Christopher Booker is a journalist and author, one of the founders of Private Eye magazine (along with Richard Ingrams and Willie Rushton in 1961) and a regular contributor. He has also had a regular column in the Sunday Telegraph and is outspoken on a number of scientific subject, including the link between passive smoking and cancer, global warming and the dangers posed by asbestos.
He read history at Corpus Christi College, Cambridge and was the first jazz critic for the Daily and Sunday Telegraphs. Booker was also the resident political scriptwriter on the BBC’s popular satirical programme, That Was the Week that Was. He was ousted from Private Eye by Ingrams in 1963, but returned two years later and has remained a collaborative member of the magazine’s joke writing team ever since with Ingrams, Barry Fantoni and Ian Hislop.
In the 1970’s Christopher Booker campaigned against the construction of tower blocks and the redevelopment of cities in the UK in the style of the modern movement which lead to the IPC Campaigning Journalist of the Year Award in 1973. The 1980’s saw Booker taking part in an investigation of charges that senior UK politicians, including Harold Macmillan, were guilty of serious war crimes when they handed over thousands of Yugoslavian and Cossack prisoners to the Communists at the end of World War 2.

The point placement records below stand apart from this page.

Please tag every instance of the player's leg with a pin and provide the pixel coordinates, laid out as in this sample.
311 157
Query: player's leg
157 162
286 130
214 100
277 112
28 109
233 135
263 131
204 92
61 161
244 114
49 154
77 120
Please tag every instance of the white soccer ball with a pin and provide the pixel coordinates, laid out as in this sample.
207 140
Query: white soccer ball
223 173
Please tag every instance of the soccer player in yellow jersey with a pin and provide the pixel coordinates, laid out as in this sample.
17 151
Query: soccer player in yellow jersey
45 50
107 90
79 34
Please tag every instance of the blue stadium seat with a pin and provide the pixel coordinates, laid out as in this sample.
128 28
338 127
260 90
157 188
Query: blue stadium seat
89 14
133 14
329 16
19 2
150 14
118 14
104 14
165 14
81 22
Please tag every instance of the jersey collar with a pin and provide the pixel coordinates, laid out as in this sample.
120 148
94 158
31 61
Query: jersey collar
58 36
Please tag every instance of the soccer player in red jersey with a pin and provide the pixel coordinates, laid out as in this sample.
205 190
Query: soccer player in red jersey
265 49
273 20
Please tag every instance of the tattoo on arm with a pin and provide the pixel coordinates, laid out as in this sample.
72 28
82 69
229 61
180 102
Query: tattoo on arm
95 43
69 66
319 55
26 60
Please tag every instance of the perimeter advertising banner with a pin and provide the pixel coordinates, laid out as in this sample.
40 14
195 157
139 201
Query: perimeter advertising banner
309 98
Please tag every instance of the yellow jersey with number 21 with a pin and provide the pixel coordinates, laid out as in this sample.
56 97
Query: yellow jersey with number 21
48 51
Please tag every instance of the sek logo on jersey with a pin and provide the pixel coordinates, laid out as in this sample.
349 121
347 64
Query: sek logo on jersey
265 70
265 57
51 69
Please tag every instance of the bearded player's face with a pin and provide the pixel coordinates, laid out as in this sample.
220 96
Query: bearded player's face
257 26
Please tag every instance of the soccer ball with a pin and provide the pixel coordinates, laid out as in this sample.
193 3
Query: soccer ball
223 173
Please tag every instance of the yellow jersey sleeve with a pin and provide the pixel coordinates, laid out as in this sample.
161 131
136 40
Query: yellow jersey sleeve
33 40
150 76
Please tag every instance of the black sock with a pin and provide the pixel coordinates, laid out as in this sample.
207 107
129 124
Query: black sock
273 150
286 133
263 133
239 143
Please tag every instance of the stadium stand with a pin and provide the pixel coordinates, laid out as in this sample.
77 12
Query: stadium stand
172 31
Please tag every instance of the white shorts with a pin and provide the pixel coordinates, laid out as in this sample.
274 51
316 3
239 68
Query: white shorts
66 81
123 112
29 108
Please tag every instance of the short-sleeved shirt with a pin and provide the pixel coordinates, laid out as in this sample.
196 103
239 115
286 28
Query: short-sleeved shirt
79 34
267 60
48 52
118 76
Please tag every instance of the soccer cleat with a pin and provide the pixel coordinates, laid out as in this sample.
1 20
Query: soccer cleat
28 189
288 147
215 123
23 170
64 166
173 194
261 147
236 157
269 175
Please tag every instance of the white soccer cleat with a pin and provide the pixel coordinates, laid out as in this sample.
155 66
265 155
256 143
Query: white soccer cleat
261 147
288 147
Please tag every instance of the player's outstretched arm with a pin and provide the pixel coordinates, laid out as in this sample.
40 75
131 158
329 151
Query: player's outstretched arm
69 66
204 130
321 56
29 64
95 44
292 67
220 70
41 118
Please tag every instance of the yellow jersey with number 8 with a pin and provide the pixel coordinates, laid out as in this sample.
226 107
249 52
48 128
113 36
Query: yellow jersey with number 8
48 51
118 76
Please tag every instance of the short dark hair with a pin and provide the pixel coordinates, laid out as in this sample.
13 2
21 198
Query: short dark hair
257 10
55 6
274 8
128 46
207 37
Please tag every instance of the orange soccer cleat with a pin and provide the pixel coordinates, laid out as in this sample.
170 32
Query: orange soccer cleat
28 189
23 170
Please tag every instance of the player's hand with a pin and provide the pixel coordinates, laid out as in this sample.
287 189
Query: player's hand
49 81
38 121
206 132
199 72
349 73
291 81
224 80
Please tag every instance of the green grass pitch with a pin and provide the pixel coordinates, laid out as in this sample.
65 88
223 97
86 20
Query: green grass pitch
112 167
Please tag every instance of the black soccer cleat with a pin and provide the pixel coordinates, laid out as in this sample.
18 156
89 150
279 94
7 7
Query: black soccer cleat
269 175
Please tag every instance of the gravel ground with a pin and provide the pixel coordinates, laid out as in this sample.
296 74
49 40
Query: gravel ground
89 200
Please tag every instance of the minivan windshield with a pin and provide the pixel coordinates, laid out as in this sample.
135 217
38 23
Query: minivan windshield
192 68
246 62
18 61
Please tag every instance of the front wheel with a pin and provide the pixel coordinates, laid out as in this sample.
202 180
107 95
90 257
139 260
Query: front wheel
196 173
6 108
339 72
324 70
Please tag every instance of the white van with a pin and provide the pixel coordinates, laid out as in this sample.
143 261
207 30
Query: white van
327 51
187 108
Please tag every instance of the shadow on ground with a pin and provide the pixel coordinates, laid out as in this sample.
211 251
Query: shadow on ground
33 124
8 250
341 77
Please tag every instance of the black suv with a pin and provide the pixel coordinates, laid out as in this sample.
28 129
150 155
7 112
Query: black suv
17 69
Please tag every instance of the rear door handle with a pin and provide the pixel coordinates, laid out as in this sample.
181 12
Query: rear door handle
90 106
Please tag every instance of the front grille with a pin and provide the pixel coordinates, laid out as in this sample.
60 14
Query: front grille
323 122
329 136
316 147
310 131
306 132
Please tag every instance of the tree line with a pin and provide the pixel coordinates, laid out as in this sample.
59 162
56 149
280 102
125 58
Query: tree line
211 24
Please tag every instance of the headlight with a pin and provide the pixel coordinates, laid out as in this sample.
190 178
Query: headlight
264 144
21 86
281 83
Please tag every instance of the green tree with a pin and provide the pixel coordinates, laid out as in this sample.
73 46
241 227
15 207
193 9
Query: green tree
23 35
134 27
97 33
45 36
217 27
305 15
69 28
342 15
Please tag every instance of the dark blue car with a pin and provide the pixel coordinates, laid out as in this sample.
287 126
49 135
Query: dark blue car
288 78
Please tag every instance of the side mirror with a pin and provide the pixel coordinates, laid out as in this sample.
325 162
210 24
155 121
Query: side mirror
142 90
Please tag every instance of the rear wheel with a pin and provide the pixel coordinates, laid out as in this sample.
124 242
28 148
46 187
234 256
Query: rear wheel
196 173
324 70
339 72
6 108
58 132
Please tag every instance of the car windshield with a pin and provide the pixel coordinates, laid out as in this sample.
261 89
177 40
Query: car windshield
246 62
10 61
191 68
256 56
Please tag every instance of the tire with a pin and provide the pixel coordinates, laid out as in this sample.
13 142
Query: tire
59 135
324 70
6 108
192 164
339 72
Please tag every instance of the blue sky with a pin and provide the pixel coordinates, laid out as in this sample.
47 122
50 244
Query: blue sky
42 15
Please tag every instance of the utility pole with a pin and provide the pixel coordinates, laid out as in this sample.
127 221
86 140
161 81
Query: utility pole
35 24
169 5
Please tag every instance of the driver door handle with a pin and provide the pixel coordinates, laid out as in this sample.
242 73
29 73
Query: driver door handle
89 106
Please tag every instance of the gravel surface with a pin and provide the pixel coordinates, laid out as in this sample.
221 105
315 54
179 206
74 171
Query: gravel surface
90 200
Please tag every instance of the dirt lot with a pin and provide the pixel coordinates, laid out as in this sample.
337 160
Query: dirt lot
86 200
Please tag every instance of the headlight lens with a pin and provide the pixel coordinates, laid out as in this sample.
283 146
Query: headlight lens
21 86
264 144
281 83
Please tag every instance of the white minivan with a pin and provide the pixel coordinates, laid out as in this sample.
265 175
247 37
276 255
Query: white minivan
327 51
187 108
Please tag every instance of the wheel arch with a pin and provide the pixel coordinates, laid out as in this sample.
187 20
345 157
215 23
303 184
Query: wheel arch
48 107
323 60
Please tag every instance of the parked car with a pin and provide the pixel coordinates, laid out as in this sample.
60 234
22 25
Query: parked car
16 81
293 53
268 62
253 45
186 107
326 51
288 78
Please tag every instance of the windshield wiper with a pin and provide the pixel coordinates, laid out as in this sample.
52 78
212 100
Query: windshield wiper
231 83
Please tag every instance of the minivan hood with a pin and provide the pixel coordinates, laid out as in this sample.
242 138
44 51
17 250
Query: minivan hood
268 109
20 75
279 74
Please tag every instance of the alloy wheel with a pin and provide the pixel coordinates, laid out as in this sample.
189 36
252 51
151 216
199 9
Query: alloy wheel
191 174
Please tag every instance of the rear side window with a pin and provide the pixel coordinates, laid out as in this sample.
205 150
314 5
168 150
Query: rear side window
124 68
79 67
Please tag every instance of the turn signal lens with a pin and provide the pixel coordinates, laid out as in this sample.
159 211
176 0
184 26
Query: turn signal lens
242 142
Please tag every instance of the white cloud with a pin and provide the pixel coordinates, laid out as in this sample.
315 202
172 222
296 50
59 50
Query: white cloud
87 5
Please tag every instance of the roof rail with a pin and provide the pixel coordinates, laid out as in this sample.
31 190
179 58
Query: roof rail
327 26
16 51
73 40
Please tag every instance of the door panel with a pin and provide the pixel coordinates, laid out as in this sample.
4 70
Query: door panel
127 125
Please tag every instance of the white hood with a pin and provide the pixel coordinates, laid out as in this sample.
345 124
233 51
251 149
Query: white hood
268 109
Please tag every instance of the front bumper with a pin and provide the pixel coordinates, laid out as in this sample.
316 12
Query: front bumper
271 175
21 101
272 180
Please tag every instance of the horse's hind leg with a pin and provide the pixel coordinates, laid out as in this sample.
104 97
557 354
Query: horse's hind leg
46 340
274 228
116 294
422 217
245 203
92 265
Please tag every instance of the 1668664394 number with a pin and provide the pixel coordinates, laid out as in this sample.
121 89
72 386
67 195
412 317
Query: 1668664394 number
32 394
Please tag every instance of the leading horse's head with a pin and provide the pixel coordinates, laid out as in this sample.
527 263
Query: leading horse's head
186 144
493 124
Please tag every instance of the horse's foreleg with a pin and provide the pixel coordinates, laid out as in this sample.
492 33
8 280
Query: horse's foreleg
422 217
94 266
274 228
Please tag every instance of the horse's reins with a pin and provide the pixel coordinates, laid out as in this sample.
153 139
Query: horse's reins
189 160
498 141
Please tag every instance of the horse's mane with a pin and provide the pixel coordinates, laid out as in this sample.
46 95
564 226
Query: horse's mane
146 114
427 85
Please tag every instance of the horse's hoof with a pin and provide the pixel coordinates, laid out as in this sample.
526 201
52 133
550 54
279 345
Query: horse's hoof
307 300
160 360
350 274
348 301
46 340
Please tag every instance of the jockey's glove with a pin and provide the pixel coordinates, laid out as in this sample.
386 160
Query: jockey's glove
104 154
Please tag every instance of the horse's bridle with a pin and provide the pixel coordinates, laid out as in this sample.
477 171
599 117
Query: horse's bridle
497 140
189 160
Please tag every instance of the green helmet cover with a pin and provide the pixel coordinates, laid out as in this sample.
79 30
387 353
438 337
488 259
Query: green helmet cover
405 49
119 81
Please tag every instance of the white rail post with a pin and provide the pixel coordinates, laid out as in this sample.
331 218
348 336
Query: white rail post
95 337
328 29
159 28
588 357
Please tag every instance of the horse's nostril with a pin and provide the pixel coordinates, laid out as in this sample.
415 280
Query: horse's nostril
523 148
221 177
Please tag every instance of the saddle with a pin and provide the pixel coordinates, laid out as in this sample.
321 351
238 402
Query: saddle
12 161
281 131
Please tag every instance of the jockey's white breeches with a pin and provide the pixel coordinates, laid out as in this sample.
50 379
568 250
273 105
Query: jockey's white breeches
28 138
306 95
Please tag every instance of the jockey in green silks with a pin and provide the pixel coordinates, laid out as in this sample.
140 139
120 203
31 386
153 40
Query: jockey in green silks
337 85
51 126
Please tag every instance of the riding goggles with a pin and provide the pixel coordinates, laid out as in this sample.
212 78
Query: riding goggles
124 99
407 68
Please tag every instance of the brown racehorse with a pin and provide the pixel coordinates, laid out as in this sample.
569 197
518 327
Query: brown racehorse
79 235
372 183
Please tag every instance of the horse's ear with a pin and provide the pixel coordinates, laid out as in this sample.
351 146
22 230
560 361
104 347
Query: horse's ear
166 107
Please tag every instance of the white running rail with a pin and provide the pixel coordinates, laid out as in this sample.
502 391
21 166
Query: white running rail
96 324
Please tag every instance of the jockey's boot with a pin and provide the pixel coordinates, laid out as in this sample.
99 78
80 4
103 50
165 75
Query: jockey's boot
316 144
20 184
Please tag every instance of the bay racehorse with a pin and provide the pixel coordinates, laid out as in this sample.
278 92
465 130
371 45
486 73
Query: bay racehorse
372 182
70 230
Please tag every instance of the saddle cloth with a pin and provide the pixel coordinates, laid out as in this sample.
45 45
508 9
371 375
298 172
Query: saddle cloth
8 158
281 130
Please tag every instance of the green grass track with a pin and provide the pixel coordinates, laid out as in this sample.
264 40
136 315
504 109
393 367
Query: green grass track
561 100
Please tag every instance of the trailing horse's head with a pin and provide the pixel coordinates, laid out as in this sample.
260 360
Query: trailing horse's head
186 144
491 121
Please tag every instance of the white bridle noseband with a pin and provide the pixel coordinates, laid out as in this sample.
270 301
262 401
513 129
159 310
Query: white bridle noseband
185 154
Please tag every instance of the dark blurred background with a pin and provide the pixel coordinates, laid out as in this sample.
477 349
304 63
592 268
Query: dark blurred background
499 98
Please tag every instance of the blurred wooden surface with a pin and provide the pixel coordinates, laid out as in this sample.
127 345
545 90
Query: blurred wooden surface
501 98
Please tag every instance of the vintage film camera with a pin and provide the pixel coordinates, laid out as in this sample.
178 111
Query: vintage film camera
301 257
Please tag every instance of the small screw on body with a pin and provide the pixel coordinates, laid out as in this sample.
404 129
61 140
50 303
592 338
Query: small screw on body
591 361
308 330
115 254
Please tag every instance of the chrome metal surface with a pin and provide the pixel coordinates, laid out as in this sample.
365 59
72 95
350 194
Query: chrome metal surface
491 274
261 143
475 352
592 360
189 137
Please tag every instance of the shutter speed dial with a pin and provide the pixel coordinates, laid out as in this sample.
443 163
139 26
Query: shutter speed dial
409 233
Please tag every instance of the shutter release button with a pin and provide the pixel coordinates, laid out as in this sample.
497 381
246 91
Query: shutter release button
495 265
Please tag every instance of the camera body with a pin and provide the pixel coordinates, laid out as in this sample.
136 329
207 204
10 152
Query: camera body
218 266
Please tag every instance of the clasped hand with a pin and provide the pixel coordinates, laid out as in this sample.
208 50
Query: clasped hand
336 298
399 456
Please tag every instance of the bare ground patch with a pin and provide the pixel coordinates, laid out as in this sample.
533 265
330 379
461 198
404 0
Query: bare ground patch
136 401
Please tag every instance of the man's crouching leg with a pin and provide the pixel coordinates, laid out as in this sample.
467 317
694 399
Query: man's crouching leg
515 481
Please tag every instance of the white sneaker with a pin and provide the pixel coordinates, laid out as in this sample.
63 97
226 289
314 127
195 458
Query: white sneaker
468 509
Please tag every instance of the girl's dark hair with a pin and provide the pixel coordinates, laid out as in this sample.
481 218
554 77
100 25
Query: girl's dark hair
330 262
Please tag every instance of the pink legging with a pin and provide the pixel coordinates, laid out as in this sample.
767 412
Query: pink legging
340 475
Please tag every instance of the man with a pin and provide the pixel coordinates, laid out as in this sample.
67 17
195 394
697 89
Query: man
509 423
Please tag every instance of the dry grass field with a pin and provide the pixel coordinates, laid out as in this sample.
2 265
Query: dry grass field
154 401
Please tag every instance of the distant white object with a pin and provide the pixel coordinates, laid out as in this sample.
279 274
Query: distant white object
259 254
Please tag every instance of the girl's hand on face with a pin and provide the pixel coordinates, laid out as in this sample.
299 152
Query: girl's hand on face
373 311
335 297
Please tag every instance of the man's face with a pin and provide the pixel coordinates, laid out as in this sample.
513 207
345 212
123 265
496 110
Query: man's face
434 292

Booker’s weekly Telegraph columns have covered a wide variety of topics of public interest and he’s been described as doing “the kind of proper, old-school things that journalists hardly ever bother with . . . . He digs, he makes the calls, he reads the small print, he takes up the cause of the little man and campaigns, he speaks truth to power without fear or favour”. In his columns (and in his popular book, Scared to Death) he puts forward the theory that asbestos, passive smoking and BSE have not been shown to be dangerous with views that are contrary to scientific opinion. This has resulted in criticism from public bodies and other journalists and his articles on asbestos have been repeatedly challenged by George Monbiot of The Guardian. The UK Health and Safety Executive (HSE) have also refuted his claims on asbestos.
The claims on asbestos are that white asbestos is “chemically identical to talcum powder” and that the risk posed to human health is nonexistent. In response to these claims, HSE Director General Timothy Walker stated that Booker’s articles on asbestos had been “misinformed and do little to increase public understanding of a very important occupational health issue”. Booker’s claims have also been critically analysed by Richard Wilson in the book Don’t Get Fooled Again (2008).
Booker is also a prominent climate sceptic and has attacked the BBC for its coverage of global warming issues. He believes that the Met Office has been hi-jacked and turned into a major global propaganda engine encouraging a belief in manmade global warming. His views on asbestos, global warming, passive smoking and other controversial subjects make Christopher Booker one of the most derided journalists of our age.